# What DMX Software are you using?



## gma (Apr 20, 2012)

Hi,

I've recently dived into DMX lighting control and am having a lot of fun. But I started out with QLC+ software, and I'm running into a lot of little bugs. It's a bit of a shame, because it's pretty nice software - but it is still in heavy development, so that is to be expected. So I thought I'd pick the collective brain and see what you guys are using and liking. 

(PS - sorry if this is already answered in another thread, but "DMX" is too short to search on this forum! They might want to change that as "LED" "DMX" "RGB" are all pretty specific search terms but too short to search!)


----------



## halstaff (Nov 18, 2009)

I use the free software, Vixen - http://www.vixenlights.com/


----------



## corey872 (Jan 10, 2010)

xLights / Nutcracker is another powerful / free software option. I'm just starting the learning curve on it. Everything I have is pixelnet because I need about 16,000 channels to drive strings of RGB nodes. Though I think pixelnet or DMX output are both possible given program options and the correct hardware.


----------



## beaver state rich (Jan 25, 2014)

I use Light o Rama because that is the hardware I am using and I also use video. However, Vixen and X-lights work well and are free!


----------



## imax (May 22, 2006)

Not free, but if you're running a large show, it might work well for you. We use Lightfactory. The website is: http://www.lightfactory.net/

We've been using it since at least 2007 and it's been a part of every show we've ever produced. It's become a really nice product over the years, and it's stabilized to something that we really count on to work every time.

It also has a couple of neat features, like a telnet server interface, which has allowed us to automate it in ways that you wouldn't really consider...


----------



## Palmdale Haunter (Mar 3, 2012)

I use VSA by Brookshire with Monkey Basic Helmsman on top...
I have experimented with Vixen and may move to that for the front yard show...


----------



## mkozik1 (Sep 6, 2010)

I use Vixen to sequence and the Falcon PI Player from to run my shows


----------



## EyeballsStudio (Sep 17, 2013)

I'm using QLC Plus (just got started, still have to learn a lot). I use this because it's cross platform (my pc runs Ubuntu). I have only scratched the surface of it's possibilities, but it seems really impressive!


----------



## DumpsterCow (Dec 30, 2014)

I use VSA with the DMXorcist board and software. I control 2 channel DMX Dimmers, 10 DMX splash lights and several SmartPixels (through the EasyPix controller).

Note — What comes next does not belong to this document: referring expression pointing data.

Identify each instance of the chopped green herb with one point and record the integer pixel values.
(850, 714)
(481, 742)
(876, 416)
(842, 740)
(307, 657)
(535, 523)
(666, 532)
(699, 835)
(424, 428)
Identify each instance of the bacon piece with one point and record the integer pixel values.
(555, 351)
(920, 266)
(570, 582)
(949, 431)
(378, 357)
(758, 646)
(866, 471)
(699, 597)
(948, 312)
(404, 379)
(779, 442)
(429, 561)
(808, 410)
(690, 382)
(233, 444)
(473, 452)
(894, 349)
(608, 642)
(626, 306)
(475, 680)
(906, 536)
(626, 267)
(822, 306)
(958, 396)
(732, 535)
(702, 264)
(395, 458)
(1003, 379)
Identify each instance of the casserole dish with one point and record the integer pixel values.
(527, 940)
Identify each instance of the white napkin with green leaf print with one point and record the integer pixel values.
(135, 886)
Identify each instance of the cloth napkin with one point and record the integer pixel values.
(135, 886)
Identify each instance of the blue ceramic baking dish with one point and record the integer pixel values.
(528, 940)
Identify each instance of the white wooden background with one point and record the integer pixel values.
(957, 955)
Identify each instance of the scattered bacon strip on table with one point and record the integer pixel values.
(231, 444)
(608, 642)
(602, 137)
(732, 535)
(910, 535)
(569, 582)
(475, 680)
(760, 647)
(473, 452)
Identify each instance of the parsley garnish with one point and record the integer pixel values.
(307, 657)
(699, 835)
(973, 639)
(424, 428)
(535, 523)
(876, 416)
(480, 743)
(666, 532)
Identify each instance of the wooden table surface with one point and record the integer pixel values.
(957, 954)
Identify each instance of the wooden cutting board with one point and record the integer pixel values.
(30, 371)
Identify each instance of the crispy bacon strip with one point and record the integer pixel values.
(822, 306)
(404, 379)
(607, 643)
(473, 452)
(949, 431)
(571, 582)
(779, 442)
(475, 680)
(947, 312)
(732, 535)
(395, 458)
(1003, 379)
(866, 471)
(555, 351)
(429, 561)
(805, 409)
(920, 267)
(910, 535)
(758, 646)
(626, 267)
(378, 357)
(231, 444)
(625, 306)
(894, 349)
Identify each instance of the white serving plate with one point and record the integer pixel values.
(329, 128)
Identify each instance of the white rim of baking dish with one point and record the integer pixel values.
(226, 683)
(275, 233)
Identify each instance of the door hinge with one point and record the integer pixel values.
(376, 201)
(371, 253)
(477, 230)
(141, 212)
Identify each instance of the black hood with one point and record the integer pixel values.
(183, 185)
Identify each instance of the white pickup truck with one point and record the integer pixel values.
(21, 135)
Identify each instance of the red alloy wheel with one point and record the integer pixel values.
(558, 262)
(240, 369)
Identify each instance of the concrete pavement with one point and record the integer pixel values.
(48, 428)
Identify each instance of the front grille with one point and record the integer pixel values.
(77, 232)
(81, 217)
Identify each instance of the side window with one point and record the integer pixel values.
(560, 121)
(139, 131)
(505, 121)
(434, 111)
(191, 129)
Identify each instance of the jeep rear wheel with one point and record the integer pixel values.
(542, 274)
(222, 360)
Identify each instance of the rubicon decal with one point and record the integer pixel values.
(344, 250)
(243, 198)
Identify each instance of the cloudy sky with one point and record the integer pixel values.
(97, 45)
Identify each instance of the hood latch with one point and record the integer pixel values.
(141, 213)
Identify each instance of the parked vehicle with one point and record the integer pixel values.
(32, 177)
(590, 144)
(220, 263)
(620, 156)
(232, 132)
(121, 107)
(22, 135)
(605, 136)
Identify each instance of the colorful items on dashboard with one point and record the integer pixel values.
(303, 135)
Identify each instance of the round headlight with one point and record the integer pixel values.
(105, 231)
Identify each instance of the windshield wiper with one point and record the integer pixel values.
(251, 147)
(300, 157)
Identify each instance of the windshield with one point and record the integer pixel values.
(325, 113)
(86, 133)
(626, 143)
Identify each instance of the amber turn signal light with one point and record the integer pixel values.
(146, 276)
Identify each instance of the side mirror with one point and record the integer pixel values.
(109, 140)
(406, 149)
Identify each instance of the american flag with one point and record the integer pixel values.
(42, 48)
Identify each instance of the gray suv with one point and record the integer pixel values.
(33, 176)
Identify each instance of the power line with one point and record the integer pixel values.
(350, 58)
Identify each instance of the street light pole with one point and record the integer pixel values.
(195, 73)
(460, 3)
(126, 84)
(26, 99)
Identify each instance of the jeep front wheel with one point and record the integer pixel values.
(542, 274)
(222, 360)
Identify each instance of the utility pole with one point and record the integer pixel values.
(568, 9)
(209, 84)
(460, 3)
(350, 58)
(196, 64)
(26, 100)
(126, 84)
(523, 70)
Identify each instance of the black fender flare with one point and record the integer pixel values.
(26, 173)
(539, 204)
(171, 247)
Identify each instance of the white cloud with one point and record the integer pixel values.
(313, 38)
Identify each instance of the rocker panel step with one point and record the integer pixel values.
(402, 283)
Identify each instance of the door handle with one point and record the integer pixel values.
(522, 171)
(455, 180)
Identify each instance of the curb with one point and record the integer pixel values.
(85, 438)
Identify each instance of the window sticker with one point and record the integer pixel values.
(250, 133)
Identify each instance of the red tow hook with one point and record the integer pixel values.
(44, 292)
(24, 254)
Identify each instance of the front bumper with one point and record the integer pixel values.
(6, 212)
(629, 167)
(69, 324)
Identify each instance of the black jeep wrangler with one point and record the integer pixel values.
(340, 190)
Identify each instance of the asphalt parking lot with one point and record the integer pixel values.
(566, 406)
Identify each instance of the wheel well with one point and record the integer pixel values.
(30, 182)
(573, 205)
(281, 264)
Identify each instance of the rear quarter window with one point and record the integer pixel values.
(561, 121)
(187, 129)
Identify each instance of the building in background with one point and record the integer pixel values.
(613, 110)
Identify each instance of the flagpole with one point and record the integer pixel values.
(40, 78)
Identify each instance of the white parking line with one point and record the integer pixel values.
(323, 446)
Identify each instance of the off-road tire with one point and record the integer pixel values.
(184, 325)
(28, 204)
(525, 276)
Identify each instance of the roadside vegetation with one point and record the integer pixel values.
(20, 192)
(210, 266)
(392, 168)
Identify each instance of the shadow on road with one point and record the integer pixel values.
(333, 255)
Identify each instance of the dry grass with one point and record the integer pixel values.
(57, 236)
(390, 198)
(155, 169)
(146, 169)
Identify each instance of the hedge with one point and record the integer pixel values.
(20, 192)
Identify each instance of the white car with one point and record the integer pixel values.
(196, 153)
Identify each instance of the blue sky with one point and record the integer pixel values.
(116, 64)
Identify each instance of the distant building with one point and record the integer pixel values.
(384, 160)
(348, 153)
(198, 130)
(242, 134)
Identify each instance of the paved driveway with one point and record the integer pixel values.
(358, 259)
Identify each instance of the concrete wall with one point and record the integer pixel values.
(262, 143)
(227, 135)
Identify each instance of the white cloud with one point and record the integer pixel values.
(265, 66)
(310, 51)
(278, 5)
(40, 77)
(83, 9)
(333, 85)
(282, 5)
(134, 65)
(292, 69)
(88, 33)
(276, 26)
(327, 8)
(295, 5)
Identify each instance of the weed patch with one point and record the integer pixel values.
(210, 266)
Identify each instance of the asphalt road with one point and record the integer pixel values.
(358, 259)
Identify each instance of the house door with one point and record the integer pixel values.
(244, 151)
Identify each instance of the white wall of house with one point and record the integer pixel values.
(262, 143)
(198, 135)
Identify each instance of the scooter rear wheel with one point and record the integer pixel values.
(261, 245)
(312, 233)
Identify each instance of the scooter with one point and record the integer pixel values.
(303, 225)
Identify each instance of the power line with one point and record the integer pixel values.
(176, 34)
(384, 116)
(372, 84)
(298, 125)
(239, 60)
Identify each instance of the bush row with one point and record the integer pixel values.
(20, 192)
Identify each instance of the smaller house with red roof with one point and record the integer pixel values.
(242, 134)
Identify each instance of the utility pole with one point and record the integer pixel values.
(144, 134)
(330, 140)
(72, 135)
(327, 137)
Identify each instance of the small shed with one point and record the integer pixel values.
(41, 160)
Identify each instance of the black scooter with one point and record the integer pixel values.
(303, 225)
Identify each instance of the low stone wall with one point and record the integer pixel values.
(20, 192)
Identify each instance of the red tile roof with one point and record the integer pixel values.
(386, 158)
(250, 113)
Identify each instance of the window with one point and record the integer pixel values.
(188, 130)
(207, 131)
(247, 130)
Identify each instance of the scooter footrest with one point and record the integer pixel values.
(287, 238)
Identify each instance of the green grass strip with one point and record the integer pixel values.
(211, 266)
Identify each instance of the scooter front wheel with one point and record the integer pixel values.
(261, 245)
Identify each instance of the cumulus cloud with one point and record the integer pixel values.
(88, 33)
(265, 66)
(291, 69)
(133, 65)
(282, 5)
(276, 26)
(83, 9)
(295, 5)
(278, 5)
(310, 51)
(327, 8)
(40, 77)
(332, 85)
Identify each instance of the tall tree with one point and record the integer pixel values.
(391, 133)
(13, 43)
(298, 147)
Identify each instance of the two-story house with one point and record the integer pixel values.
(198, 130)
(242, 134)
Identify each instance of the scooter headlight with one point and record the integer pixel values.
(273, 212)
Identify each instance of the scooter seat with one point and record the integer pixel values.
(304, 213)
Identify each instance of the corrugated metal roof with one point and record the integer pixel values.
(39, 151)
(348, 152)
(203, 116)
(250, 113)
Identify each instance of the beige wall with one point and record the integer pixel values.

I seem to get a lot of noise on the line when I control the VSA programs through DMXorcist. Not sure if it is the quality of my DMX cables or DMXorcist (i suspect the later since I get the noise even when no VSA programs are running). I am considering replacing DMXorcist in 2015

Here is a video I put together a couple years ago about using VSA/DMXorcist


----------



## Nanorrock46 (Jan 17, 2017)

*Xlights Nutcracker/Falcon Christmas/ FalconPI Player*

Check these combos out. They have extensive forums on Christmas lights that you could easily apply the same principals to Halloween shows. Xlight and the PI player can handle custom DMX and a few other protocals, Direct support for RGB pixel lights, floods, etc. They have even developed the ability to run video from the PI player and you can have master,slave configs for the Pi players do you can distribute your controls.

These guys are Christmas nuts but they are very friendly and some are even branching out to Halloween.

Let me know if you need any additional info.


----------